動作例:イベント情報をカレンダーに登録するまで
まずは早速どんな動きをするか紹介しましょう
過去のイベントにはなっちゃいますが、AWS Summit Japan 2024のウェブページを例にやってみます。
iOSの共有メニューを開き、ショートカットを呼び出す
ChatGPTアプリ側で処理が行われる
完了すると、カレンダーのイベントが自動的に作成される
このようにスムーズにカレンダー登録が完了します。
開始日と終了日が入っているほか、イベントの概要も取得してカレンダーに入れてくれています。
そして、自分として一番嬉しいのはイベントのロケーション情報(この例だと幕張メッセ 〒261-0023, 千葉県千葉市美浜区, 中瀬2丁目1
の部分)がAppleマップと連動できるよう認識された形で入力されている部分です。(カレンダー画面にて赤字でハイライトされており、タップするとAppleマップに飛べる)

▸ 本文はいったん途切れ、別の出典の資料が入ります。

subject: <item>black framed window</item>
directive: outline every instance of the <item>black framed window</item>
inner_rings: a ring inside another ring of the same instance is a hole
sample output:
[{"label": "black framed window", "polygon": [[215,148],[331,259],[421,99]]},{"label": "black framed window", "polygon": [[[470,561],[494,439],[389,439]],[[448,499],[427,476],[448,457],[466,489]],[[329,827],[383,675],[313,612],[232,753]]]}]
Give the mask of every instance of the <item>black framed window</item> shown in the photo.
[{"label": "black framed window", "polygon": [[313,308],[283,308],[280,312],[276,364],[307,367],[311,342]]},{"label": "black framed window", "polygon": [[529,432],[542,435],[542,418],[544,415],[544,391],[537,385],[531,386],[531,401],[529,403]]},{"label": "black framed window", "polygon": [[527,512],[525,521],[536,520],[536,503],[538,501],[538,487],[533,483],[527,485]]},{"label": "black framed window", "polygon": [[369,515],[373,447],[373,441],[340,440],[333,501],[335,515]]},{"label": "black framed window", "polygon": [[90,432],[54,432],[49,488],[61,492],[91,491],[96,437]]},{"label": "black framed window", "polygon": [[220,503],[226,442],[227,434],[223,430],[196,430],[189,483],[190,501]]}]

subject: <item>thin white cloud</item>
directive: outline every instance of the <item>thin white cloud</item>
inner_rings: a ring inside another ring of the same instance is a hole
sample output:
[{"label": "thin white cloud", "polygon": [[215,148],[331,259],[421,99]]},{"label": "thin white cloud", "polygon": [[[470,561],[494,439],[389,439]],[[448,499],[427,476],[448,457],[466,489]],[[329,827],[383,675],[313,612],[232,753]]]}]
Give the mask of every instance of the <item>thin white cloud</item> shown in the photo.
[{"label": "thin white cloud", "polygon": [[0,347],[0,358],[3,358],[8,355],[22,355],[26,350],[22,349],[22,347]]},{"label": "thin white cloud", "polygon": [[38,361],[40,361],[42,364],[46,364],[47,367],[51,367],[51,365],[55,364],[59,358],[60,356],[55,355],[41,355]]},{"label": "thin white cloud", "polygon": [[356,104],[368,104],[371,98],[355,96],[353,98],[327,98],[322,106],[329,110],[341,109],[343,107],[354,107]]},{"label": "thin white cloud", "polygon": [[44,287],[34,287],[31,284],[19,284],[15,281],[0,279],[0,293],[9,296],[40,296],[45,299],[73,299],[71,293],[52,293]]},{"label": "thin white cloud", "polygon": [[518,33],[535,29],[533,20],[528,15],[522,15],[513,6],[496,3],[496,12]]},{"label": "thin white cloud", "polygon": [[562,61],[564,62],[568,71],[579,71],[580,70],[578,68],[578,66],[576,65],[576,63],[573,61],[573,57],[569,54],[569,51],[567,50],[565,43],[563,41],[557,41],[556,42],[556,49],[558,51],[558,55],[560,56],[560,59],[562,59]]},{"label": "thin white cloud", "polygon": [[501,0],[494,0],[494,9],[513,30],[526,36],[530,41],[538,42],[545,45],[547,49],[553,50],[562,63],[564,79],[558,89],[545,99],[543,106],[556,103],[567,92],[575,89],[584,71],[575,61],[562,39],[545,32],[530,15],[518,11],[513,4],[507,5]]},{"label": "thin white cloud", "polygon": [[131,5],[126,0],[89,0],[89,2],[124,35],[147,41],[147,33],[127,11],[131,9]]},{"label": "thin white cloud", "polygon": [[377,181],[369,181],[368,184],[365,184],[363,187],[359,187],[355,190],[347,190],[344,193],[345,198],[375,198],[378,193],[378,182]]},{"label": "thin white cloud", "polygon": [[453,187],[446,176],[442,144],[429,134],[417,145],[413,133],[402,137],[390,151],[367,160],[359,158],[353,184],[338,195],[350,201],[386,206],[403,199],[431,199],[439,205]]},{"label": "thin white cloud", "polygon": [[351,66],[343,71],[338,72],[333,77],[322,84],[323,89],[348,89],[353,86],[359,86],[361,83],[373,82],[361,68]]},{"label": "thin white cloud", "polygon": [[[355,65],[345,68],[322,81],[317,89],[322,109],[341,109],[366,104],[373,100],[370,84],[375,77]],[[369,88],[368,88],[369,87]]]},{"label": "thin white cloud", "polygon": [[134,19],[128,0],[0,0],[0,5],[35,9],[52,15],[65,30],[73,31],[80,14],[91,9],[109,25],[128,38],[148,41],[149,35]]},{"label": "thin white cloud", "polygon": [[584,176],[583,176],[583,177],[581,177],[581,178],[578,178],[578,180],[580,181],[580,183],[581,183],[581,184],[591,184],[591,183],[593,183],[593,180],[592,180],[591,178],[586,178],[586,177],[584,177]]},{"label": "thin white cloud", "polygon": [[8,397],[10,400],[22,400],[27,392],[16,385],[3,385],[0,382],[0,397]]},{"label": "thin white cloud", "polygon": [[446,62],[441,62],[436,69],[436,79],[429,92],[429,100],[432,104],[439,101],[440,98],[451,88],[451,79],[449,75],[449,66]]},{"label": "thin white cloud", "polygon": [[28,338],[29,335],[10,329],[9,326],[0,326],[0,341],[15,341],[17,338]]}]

上手く読み取ってくれない時もありますが、そこは手動で登録して対応です。
うまく行った時はワンタップでカレンダー登録が完了するので、これで登録の手間が省ければこの試みは成功と言えるでしょう。
ショートカットの作り方と仕組み
では、カレンダー登録を自動化するショートカットの作り方を解説します。
画像での共有で力技感がありますが、全体の内容は以下の通り
大まかな流れとしては
- 共有メニューからWebページのURLを受け取る
- ChatGPTに送るプロンプトを作成し、日付情報を抽出させる
- 開始日と終了日を受け取る
- ChatGPTに送るプロンプトを作成、開催地情報を抽出させる
- 開催地情報を受け取る
- ChatGPTに送るプロンプトを作成、イベント概要を抽出させる
- イベント概要を受け取る
- ChatGPTアプリから受け取った開始日・終了日・開催地・イベント概要の情報を使ってAppleカレンダーでイベント作成
- 作成されたカレンダーイベントを表示
という具合ですね。
フローに表すと下記のような感じ。
このフローにもあります通りショートカットが起動したら、カレンダーに登録されて表示されるまではユーザーは何も操作が必要ありません。
ただし、時々レスポンスの中にウェブでの検索に使ったと思われるgoogleマップ上の情報へのリンクを入れてくることがあります。
(どうにか入れてこないようにプロンプトも検討したのですが、難しかった…)
そうすると、その情報も含めてカレンダーに登録すると開催地情報として機能しなくなってしまうので、それを除外してカレンダーに登録できるように選択する画面を表示するようにしてあります。
また、GPT-4oを使っていたりGPT-4o miniを使っていたりするのは、
プロンプトで「余計なコメントを入れるな」と指示していても、ChatGPTのモデルによって引用元情報へのリンクを含めてくることがあり、その挙動を制御しきれなかったので、モデルを変えることで対応しています。
まとめ
AppleショートカットとAIを組み合わせることで、カレンダー登録がワンタップで完了できるようになりました。
自分のカレンダーの中に入っていたイベントを対象に再度試してみた限りでは順調に動いている様子があり、今後イベントを足す時が楽しみです。
ChatGPT連携に限らず各種アプリとの連携が便利なのでぜひ、日々のタスクの効率化に活用していただけたらと思います。
ただし、ショートカットが複雑になっていくにつれ、GUIで作っていくのも大変でした。
もしかしたらこういうところもApple intelligenceとかに任せられる時が来るんですかね。そうしたらこのショートカットも要らなくなりますね。
「AIでこんなことできるといいな」の想像を膨らませながら、来たる未来を楽しみにしておこうと思います。